Fire risk is a Los Angeles-specific concern that affects data center roofing decisions in ways rarely encountered in other markets. The city's documented wildfire interface risk — with fires burning to within miles of developed urban areas in recent years — creates an ember transport scenario where burning material can accumulate on rooftops and ignite roofing systems with inadequate fire resistance ratings. FM Global Class A fire ratings for roof assemblies, combined with Class A rated cover boards over polyisocyanurate insulation, provide the maximum fire resistance available from a roofing assembly. For data center operators near the urban-wildland interface zones in the San Gabriel foothills or the Santa Monica Mountains, this fire rating consideration should be part of the roof specification discussion, not an afterthought.

Los Angeles's co-location and carrier hotel market will continue to be the hub of Pacific Rim internet connectivity for the foreseeable future, powered by One Wilshire and CoreSite's growing campus infrastructure. Every re-roofing project in this market is an opportunity to bring current best practices in membrane technology, drainage design, seismic compliance, and cool roof performance to buildings that often carry dated original specifications. Our team's combination of LA carrier hotel experience, Title 24 expertise, seismic code knowledge, and thermographic moisture management capability makes us the roofing contractor for Los Angeles data center and co-location operators who understand that the roof above a carrier hotel is as critical as any element of the interconnection ecosystem it protects.

Frequently Asked Questions: Data Center Roofing in Los Angeles

Q: How do we manage a re-roofing project on One Wilshire or a similar carrier hotel with hundreds of penetrations?
A: Pre-construction 3D scanning creates a georeferenced database of every penetration and its current flashing condition. A phased execution plan maintains waterproof continuity for every active penetration throughout the project. No penetration can be removed or modified without a same-day replacement flashing detail installed to manufacturer specifications.

Q: What seismic design requirements apply to rooftop equipment on LA data centers?
A: California Building Code requires seismic lateral force engineering for all rooftop equipment supports, flexible pipe connections at roof penetrations, and expansion joints in large assemblies. Older buildings built before current CBC requirements may have non-compliant supports — a risk that should be evaluated and corrected during any re-roofing project.

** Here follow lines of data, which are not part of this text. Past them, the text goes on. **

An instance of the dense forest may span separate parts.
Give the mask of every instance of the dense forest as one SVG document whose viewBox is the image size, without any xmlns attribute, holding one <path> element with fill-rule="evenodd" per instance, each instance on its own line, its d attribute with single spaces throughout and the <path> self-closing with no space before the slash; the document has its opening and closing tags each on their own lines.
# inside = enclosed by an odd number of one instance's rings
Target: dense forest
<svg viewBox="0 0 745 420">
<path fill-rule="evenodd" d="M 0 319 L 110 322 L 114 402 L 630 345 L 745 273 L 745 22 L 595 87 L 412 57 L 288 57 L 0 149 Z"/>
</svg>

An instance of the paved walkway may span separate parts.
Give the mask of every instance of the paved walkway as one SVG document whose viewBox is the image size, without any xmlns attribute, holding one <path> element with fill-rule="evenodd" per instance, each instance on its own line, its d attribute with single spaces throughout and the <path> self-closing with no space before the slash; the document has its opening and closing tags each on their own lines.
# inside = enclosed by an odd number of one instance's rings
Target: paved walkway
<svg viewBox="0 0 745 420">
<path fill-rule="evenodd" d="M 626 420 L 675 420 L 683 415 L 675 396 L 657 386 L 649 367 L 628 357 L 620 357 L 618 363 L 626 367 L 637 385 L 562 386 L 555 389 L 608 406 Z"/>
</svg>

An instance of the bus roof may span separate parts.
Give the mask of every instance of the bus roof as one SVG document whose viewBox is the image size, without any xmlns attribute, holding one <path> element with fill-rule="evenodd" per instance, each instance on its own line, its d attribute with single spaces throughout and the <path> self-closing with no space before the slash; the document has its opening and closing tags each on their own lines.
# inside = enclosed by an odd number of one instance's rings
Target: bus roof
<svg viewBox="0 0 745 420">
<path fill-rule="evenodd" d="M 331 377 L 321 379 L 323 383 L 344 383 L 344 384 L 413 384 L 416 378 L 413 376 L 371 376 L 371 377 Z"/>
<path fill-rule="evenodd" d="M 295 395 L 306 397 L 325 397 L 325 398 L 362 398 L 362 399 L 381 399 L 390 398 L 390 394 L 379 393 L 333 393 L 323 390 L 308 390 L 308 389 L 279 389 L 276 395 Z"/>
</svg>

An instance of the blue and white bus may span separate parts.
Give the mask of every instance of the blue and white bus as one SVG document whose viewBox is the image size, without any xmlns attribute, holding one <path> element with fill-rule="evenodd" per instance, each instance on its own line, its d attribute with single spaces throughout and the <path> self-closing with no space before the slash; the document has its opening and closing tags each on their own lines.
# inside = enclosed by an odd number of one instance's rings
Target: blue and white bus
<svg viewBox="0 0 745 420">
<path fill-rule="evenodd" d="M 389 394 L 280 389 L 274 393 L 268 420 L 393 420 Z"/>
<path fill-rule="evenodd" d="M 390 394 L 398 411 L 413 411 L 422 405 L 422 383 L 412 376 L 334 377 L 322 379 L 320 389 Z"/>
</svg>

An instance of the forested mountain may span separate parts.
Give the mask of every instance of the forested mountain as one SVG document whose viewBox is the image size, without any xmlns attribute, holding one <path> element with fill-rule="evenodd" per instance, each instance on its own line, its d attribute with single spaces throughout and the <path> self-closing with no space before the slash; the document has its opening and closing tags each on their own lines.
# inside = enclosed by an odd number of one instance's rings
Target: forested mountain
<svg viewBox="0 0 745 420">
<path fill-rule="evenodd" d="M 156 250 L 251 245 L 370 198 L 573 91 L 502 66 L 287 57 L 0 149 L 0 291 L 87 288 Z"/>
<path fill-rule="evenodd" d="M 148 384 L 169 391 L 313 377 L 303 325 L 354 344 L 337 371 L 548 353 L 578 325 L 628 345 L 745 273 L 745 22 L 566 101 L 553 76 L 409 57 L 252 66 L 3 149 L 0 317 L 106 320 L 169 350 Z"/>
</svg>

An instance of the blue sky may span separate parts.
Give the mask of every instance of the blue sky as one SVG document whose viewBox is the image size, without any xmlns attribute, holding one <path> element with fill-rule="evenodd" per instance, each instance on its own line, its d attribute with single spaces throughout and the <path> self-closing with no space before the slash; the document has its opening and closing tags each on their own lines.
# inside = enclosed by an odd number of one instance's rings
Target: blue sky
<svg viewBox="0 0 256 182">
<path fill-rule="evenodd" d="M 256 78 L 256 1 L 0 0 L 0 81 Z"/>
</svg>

Q: Are atmospheric river events a real drainage design concern for Los Angeles flat roofs?
A: Absolutely. Events delivering 2-4 inches per 24 hours have occurred multiple times in recent years, overwhelming drainage systems sized only for average annual rainfall conditions. Tapered insulation, multiple drain bodies, and overflow scuppers are the appropriate design response for LA data center flat roofs.

Q: How does wildfire risk affect data center roofing decisions in Los Angeles?
A: Ember transport during interface fires can ignite rooftop combustible materials. FM Global Class A fire-rated assemblies with Class A rated cover boards provide maximum fire resistance. Data centers near urban-wildland interface zones in the San Gabriel foothills or Santa Monica Mountains should include fire rating in the roof specification decision process.

Q: What financial incentives are available for cool roof installations on LA data centers?
A: Southern California Edison demand response programs and LADWP commercial energy efficiency incentives apply to qualifying cool roof installations. Title 24 compliance documentation is required for building permits. Our project packages include the manufacturer reflectance certifications and third-party test data needed for incentive applications.